We'd heard that the Missisquoi Delta area was a lovely place with lots of migratory birds and the Paddlers' Trail Guidebook made it sound like one of the wilder parts of the lake. We hoped to see lots of ducks and geese as well as herons.
What I hadn't expected was to find Lake Champlain looking like the tide had gone out. The lake doesn't have daily tides but its level fluctuates between 6 and 9 feet over the course of the year. It is highest in the spring after the snow melts and lowest in the fall as the waters slowly drain out the Richelieu River to the north. This year was one of the driest on record for Vermont, so the lake level in September was near record lows.

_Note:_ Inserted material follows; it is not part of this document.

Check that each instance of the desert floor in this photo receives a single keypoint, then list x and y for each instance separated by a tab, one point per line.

When we paddled up around the Delta headed to Highgate Cliffs on the eastern side of Missisquoi Bay we found out just how low the lake was. What looked from a distance like navigable water was only a thin layer of water over mudflats choked with weeds and algae. Frustrated by the heavy clumps of weeds that clung to my paddle blades as I pulled them out of the water, I eventually developed what we called the Missisquoi stroke. Instead of pulling the blade straight up and out of the water at the end of a stroke, I slid the blade towards me before lifting it. It was slow going, but it kept the weeds off the blade.

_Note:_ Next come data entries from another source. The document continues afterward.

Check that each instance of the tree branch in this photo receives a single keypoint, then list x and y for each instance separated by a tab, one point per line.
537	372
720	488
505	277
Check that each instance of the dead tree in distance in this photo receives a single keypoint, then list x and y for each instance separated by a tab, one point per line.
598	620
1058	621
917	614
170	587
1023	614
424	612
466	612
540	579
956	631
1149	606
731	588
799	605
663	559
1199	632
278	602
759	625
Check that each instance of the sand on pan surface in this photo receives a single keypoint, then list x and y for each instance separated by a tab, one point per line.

At some point, even a special stroke didn't make up for lack of water under the boat so Martha and I got out and pulled our boats with the bowlines slung over our shoulders. Jim had swung wide and away from the Delta and managed to keep paddling. Looking down at the slime streaked on my legs, I hoped we could find a place to swim when we got to the cliffs.

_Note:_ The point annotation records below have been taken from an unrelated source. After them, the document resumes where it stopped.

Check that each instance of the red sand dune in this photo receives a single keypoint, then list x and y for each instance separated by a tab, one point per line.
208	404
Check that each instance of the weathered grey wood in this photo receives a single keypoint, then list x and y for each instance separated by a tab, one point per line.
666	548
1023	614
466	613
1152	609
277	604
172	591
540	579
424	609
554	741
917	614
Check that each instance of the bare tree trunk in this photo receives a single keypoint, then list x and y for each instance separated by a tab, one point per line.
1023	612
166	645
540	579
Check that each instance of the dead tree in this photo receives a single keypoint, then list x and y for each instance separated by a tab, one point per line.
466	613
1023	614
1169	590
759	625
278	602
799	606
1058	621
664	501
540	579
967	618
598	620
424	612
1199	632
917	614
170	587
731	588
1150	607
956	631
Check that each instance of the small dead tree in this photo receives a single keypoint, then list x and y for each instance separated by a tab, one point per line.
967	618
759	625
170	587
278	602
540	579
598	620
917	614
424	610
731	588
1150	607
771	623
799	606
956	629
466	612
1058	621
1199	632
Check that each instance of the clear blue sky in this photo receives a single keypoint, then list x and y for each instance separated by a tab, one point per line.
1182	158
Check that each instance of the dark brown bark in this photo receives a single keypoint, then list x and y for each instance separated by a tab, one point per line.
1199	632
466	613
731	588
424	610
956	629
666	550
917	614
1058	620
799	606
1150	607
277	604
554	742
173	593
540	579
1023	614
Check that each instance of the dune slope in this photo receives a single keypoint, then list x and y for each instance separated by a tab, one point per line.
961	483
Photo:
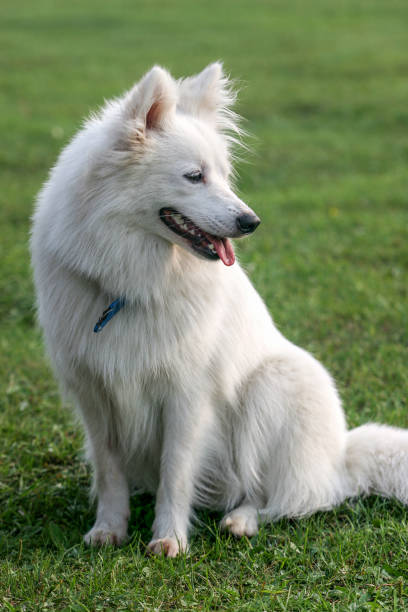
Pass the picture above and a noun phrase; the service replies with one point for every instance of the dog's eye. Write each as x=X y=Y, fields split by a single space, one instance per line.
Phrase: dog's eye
x=194 y=177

The slime didn't end with the Delta. When Martha and I resumed paddling, we stopped to talk with several fisherman sitting in a big power boat. Jim commented on all of the algae and one of them said, "Well, that's what you get when you have 9,000 cottages dumping their gray water directly into the lake."

Warm temperatures, shallow water, and far too many nutrients from the lakeside dairies and farms, as well as all the lakeshore cottages, meant that all of Missisquoi Bay for as far as the eye could see was coated with a half-inch layer of bright green algae.